Par4のセカンドでドライバーを打ってもまだ200ヤード以上残る状況は、低弾道ストレートを操る「主人公」タイプのゴルファーにとって、決して珍しいことではない。同伴者がアプローチをダフって肩を落とせば、すぐに「ドンマイ!俺もよくやる!」と大声で慰め、ついまだOKじゃない距離なのに「OKです!」と甘すぎるジャッジを下してしまう。その面倒見の良さが、自分のゴルフに集中するエネルギーを削り取っていることに気づかない。

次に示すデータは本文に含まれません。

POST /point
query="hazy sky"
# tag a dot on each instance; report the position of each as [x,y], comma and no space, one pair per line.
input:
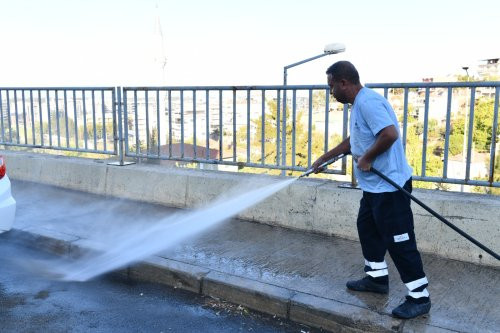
[233,42]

男性ゴルファーにありがちな「飛ばしたい」という本能に逆らい、u150yの飛距離帯では、低弾道ゆえのランも期待しにくい。スイング中にボールをしっかり捕らえきれず、右にプッシュアウトしたり、逆に引っかけて左に出る球が混在する。これは、体幹の安定性不足や、手先での操作が強すぎるために、フェース面が安定しない物理的な原因によるものだ。
「他人のプレーや空気を気にしすぎるあまり、自分のゴルフに集中するエネルギーが残らない」という弱点が、この距離帯では特にアプローチやパットに悪影響を及ぼす。同伴者がショートパットを外して「あー…」と小さくうめけば、自分が決めるべき30cmのパットでさえ、「俺も外したらどうしよう」という焦りが生じ、手元が硬直してボールがカップをすり抜ける。仲間の不機嫌な顔を見ると、自分のベスト更新ペースさえ霞んでしまうのだ。
しかし、この低弾道ストレートという持ち球は、グリーン周りのわずかな距離でこそ真価を発揮する。足を使って転がすアプローチや、低く抑えたロブショットでピンを狙う精度は、他のゴルファーにはない武器になる。周りの笑顔のためにプレーする「主人公」が、最も輝くのは、グリーン周りの窮地を救い、仲間を沸かせる瞬間なのだ。低弾道を生かしたチップショットの練習が、あなたのゲームを根本から変える。